After being relieved of the enemy, the Alexander-like sovereign descended there and the next day raised the banner of march towards the royal city of Tabriz. The sayyids and notables of that city came to welcome him with honor, kissed his blessed fingers, and offered gifts. The Shah, with great majesty, established himself in Tabriz, the seat of royal power and center of the caliphate of exalted kings, and by the rays of his justice and generosity freed its inhabitants from the darkness of oppression… Soon after his enthronement, he ordered that the preachers in his domains deliver sermons in the names of the Twelve Imams, including the phrases "Ashhadu anna Aliyyan waliyyullah" and "Hayya ‘ala khayr al-‘amal," which had been abandoned since the time of Tughril Beg ibn Mika'il ibn Seljuq and the flight of al-Basasiri—a period of 528 years (actually 456 years). He also ordered that in the bazaars people should curse Abu Bakr, Umar, and Uthman, and whoever disobeyed should be executed.

== Siege ==
In Muharram 909 AH (July 1503), Alvand Beg gathered men in Erzincan and made a desperate move towards Azerbaijan. When the victorious banners of the Shah marched from Torjan towards Erzincan, Alvand entered the royal palace of Tabriz, plundered the people and nobles, and then hurried to Ojan. But when he heard that Shah Ismail, who was in Maku, was approaching, he abandoned Ojan and fled to Hamadan, then to Baghdad, but was opposed by Qasim Beg Purnak, the Aq Qoyunlu governor of Baghdad, so he went on to Diyarbakir.

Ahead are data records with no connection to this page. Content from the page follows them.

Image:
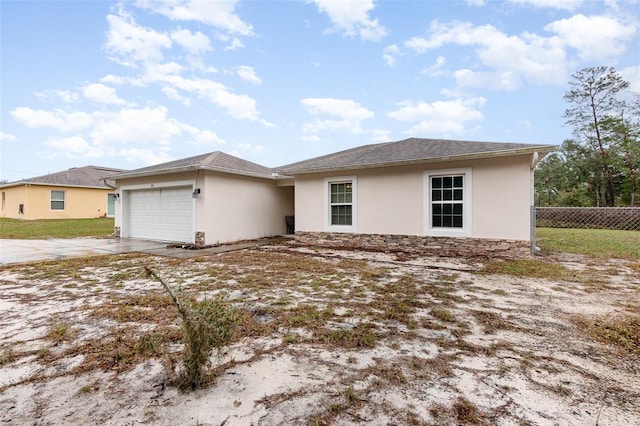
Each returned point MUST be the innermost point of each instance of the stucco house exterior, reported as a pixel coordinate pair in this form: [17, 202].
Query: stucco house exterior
[431, 196]
[426, 195]
[203, 200]
[77, 193]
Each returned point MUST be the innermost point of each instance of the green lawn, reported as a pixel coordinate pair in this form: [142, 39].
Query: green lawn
[55, 228]
[600, 243]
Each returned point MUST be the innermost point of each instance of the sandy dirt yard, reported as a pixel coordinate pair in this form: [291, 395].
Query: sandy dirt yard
[324, 337]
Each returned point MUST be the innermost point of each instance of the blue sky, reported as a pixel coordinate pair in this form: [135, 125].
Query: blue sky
[129, 84]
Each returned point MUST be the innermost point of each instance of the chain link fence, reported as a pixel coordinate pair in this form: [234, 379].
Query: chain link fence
[624, 218]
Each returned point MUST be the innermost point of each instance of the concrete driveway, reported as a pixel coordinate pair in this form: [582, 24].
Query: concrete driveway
[25, 251]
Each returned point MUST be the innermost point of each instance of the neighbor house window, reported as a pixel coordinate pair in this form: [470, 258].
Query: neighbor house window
[57, 200]
[340, 194]
[448, 202]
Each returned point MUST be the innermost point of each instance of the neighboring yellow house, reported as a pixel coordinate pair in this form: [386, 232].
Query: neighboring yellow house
[76, 193]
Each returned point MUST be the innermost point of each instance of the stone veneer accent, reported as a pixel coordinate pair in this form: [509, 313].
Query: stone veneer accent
[440, 246]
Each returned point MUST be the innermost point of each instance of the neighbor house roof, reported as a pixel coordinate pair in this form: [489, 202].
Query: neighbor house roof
[408, 151]
[86, 177]
[213, 161]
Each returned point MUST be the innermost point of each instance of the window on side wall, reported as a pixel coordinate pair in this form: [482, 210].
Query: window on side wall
[448, 202]
[58, 200]
[340, 196]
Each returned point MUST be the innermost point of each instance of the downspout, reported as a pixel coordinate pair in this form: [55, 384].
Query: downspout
[535, 159]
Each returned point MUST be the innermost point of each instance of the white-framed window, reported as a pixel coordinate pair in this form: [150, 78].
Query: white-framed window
[340, 204]
[58, 200]
[448, 202]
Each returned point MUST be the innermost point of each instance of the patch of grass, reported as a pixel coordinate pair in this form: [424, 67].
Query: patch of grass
[444, 315]
[534, 268]
[622, 332]
[600, 243]
[206, 325]
[55, 228]
[490, 321]
[7, 357]
[362, 336]
[58, 332]
[466, 412]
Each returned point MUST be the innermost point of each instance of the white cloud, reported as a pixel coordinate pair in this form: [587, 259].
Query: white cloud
[57, 119]
[73, 147]
[203, 137]
[112, 79]
[67, 96]
[596, 38]
[147, 156]
[219, 13]
[344, 114]
[343, 108]
[136, 125]
[247, 73]
[435, 70]
[195, 43]
[555, 4]
[440, 117]
[352, 18]
[7, 137]
[129, 43]
[235, 44]
[509, 59]
[242, 107]
[632, 75]
[390, 53]
[102, 94]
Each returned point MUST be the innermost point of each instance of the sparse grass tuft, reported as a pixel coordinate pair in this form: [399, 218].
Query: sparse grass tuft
[623, 332]
[600, 243]
[466, 412]
[58, 332]
[206, 325]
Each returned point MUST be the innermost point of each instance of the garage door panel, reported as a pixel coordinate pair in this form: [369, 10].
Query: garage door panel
[161, 214]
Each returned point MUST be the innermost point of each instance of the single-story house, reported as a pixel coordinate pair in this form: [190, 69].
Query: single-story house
[438, 196]
[77, 193]
[204, 200]
[427, 195]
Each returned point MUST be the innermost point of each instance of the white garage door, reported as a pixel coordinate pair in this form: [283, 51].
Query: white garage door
[164, 214]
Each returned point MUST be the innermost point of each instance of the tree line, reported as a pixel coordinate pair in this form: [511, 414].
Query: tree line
[599, 165]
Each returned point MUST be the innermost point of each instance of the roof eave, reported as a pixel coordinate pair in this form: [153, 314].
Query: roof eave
[449, 158]
[64, 185]
[186, 169]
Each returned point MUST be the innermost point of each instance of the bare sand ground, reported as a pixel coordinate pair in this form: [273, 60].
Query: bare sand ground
[327, 337]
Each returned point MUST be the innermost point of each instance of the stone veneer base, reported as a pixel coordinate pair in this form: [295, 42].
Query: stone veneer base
[438, 246]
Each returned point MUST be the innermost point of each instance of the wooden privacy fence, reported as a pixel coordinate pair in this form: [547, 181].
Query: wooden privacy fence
[625, 218]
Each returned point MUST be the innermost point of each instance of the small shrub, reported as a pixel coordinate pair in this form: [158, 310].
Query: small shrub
[206, 325]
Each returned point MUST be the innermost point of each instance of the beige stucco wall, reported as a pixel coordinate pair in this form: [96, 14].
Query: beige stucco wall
[80, 203]
[239, 208]
[230, 207]
[392, 200]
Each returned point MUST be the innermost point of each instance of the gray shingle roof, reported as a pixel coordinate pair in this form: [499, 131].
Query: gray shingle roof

According to the Alam Ara-ye Safavi, Alvand Mirza, who had 10,000 troops, requested help from Ala al-Dawla Bozkurt, who sent him 20,000 men. When the Shah left Tabriz, on the second day Alvand heard that Ismail was approaching from Van to fight him. He entered Tabriz at sunset, angry with the people for welcoming the Shah and becoming Shia, and killed 7,000 of them. Khalvachi Oghlu, whom the Shah had left in charge with 500 men, defended the Hasan Padeshah Palace with guards and 300 Qurchis firing arrows and muskets. Although Alvand tried, he could not capture the Shah’s harem or his brother. The people of Tabriz gave him no support; the Shia opposed him, and even the Sunnis lost hope in him. By midday on the fourth day, Shah Ismail reentered Tabriz. Alvand could not remain and withdrew towards Diyarbakir. A battle then broke out between the Dulkadirs and the Shah. The Dulkadirs believed Alvand was present, and they fought from noon until sunset, losing 10,000 men. When it was revealed that Alvand had fled at the start, they cursed him and surrendered. The Shah declared that those who proclaimed "Ali is the wali of God" should be spared, but the rest were executed. About two to three thousand were spared, while the rest were killed, and 3,000 fled with Alvand.